Certes devant le procès fait au Gouvernement suite à l’annonce du plan de relance qui ne demandait in fine aucune contrepartie aux entreprises bénéficiaires du plan en question, le Ministre de l’Economie, Bruno Lemaire, a admis étudier l’idée d’imposer certaines contraintes aux entreprises. (lesechos.fr : https://www.lesechos.fr/economie-france). Mais est-ce que l’annonce à doubler d’une obligation sera suffisante pour gommer l’impression par trop libérale laissée par la décision initiale. A l’heure, où les Français et bien d’autres peuples à la surface de la Terre tentent de se remettre de la pandémie et de ses conséquences, comprennent que les prochaines décennies ne pourront être envisagées comme les précédentes, le pragmatisme aurait peut-être dû se confondre avec une audace bienvenue.
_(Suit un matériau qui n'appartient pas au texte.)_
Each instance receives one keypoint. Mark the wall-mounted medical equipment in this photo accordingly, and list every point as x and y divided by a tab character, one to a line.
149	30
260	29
Ainsi, et par exemple, verdir le plan de relance pour se dédouaner de toute indifférence à l’endroit des considérations environnementales n’est pas suffisant. A l’arrivée, si le pragmatisme rime avec gestion de l’urgence, on peut avancer que le plan proposer par le Président de la République et le Gouvernement est globalement, bien qu’imparfait, adapté à la situation. Mais si le pragmatisme se veut plus ample, alors cela se nomme une vision de demain et d’après demain. Et pour l’heure, le compte n’y est pas.